I’ve learned things like: giraffes are 6 FEET TALL when they’re born. S-i-x feet. 6. And they’re around 150lbs. That’s like giving birth to Sigourney Weaver. Just take that in for a second. Gestation is 14 months and they give birth standing up, so that’s at *least* a six foot drop for the calf. Also, in the wild the calves have roughly 20 minutes to learn to stand and walk.

just chillin'

just chillin’

It is pretty hilarious watching kids have their first giraffe feeding experience. They come up in line, the brave ones with faces beaming – the shy ones looking timid, but all excited. It doesn’t matter which category they fall into, once that tongue comes out all bets are off, that playing field is level! At 18″ to 22″ long and half purple, half pink, the tongue of a giraffe is unlike anything else they’ve ever seen before. Some think it is a snake, some are terrified, some think it is cool and all of them think the slime (read: saliva) is gross. There are three possible results: laughter (my favorite), squealing (mildly annoying, but still cute) and crying.

sweet tongue, yo.

sweet tongue, Luna.

The zoo has 10 giraffes total, 3 calves and 7 adults. Duke is the dominate male in the herd and the sire of all the calves. He also has the worst breath. Chloe is the tallest at just over 15.5 feet – beating out Duke, who is a mere 15ft…poor guy. There is also one named Spock. If you donate enough money to the zoo you can name them whatever you want…true story.
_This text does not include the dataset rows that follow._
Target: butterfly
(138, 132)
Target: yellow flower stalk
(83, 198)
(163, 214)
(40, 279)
this is Luna, she's my favorite

Hi, Luna! She’s my favorite.

Have you ever seen a giraffe trying to sit down? Google it, you will feel like a ballerina. You should also google giraffes drinking water – hilarious. Incidentally, they only drink once every several days in the wild (because they are so vulnerable when they lean down to drink) and can slurp up 40+ liters at a time. Moral of the story: Giraffes rock.